Par ailleurs, la rupture progressive avec les communistes qui intervient en 1929, contribue à minorer le poids des syndicalistes révolutionnaires au sein même de la FUE, et davantage encore dans la CGT réunifiée en 1935.

Mais le lien syndicalisme–pédagogie s’était diffusé dans le syndicalisme enseignant au-delà du seul syndicalisme révolutionnaire, en se transformant. La Revue de l’enseignement primaire (1890–1929) puis L’École libératrice, revue du SNI de 1929 jusqu’à l’éclatement de la FEN en 1992, comportait aussi une partie pédagogique substantielle. Les pratiques qui y étaient proposées ne se situaient plus en opposition à l’institution, elles s’inscrivaient au contraire dans le cadre officiel. En cohérence avec une orientation syndicale réformiste, elles étaient clairement déliées de perspective révolutionnaire. On y proposait essentiellement des ressources pour les enseignantEs : des exemples de problèmes, des textes, des poésies, des contenus disciplinaires correspondant aux programmes officiels, organisés en thèmes (“centres d’intérêt”), le plus souvent à caractère moral. Par exemple : “la force et le droit”, “la question religieuse”, “royauté et république”, “arbitraire et despotisme”, “la morale du travail”, etc. déclinés à chaque fois sur différends niveaux de classes, sans toutefois aborder la question des démarches pédagogiques mises en œuvre, laissées à la liberté de chacun.
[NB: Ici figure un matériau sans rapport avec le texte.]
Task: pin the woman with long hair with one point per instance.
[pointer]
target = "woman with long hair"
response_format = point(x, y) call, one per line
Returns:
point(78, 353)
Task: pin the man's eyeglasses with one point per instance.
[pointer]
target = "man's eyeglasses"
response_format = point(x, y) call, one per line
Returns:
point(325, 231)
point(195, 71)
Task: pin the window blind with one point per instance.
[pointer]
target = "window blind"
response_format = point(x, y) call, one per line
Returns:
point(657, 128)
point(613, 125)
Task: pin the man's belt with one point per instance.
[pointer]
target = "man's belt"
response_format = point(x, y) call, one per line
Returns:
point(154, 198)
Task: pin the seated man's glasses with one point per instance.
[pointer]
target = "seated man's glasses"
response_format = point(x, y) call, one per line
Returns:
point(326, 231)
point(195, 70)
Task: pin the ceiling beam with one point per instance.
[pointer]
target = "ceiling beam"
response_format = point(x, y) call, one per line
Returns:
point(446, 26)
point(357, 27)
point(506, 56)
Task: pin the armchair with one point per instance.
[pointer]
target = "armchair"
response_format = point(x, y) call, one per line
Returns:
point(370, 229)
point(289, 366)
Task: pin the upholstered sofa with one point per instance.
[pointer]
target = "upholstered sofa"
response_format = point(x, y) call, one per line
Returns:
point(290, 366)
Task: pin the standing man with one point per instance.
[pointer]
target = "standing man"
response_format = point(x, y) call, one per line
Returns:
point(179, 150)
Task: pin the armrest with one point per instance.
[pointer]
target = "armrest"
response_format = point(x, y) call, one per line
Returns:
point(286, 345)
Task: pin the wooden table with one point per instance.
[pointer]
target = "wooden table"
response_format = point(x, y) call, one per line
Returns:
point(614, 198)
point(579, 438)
Le tournant du second après guerre

Au lendemain de la Seconde Guerre mondiale, plusieurs éléments du contexte général sont radicalement transformés et vont contribuer à marginaliser la problématique des pédagogies alternatives, à affaiblir jusqu’à rompre presque totalement le lien entre pédagogie et syndicalisme.

Le syndicalisme enseignant s’est profondément transformé, pas seulement en raison de la scission entre la CGT et FO et la création de la FEN, en 1947–1948. En choisissant l’autonomie, même affichée comme provisoire, la FEN, de loin la principale organisation syndicale enseignante, prend ses distances avec les syndicats ouvriers. Les Bourses du Travail ne sont plus le cadre de l’expérimentation de l’autonomie ouvrière, elles sont devenues des “Maisons des Syndicats” hébergeant essentiellement les secrétariats, bureaux et archives des divers syndicats.
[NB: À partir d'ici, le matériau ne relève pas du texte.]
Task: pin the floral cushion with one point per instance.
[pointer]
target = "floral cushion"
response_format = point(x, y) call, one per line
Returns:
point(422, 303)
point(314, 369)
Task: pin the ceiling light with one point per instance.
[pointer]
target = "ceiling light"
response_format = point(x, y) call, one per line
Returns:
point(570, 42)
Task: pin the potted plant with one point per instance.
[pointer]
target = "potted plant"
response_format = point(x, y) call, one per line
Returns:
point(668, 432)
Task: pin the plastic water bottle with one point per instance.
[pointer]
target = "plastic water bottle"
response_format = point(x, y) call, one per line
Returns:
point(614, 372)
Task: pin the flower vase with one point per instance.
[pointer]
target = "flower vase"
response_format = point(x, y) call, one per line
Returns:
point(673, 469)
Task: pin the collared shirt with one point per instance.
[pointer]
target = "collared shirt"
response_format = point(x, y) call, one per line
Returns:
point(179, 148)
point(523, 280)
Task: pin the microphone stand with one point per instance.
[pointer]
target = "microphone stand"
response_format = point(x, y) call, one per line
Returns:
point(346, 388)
L’émancipation des travailleurs et travailleuses de la domination bourgeoise n’est plus à l’ordre du jour, c’est désormais la voie du syndicalisme réformiste qui domine presque exclusivement. La place du syndicalisme révolutionnaire, de minoritaire devient marginale, d’autant plus que les avancées sociales considérables issues de l’application du programme du Conseil National de la Résistance semblaient ouvrir la voie à une dynamique de progrès social continue, semblant valider dans les faits la pertinence de l’orientation réformiste.
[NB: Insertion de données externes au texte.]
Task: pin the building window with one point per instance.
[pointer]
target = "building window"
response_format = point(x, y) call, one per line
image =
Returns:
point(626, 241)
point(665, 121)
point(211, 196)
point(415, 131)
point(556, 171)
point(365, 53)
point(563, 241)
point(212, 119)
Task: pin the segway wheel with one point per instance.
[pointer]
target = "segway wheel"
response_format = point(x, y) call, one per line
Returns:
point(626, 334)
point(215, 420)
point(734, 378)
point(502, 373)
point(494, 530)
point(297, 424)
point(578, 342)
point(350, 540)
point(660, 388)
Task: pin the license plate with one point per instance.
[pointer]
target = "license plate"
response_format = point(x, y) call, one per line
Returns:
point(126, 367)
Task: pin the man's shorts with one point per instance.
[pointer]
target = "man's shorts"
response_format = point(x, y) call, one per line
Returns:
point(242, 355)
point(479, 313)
Dans l’éducation, le plan Langevin-Wallon, qui n’a jamais véritablement été appliqué, ouvre pourtant la voie à une transformation complète du système éducatif. De 1947 à 1975, la massification scolaire s’organise, avec comme dernière étape le collège unique mis en place par la réforme Haby. Les positionnements syndicaux se sont alors massivement portés sur les limites du système éducatif en termes de démocratisation, sur les moyens matériels conditionnant la réussite de tous les élèves et la lutte contre l’échec scolaire. L’école publique n’est plus analysée comme l’instrument de la domination bourgeoise, mais comme l’ascenseur social dont il s’agit d’améliorer les performances. Les préoccupations corporatives prennent le pas sur la réflexion concernant les alternatives pédagogiques, laissant libre cours à la liberté pédagogique. Les questions pédagogiques sont dépolitisées et deviennent une affaire de technique.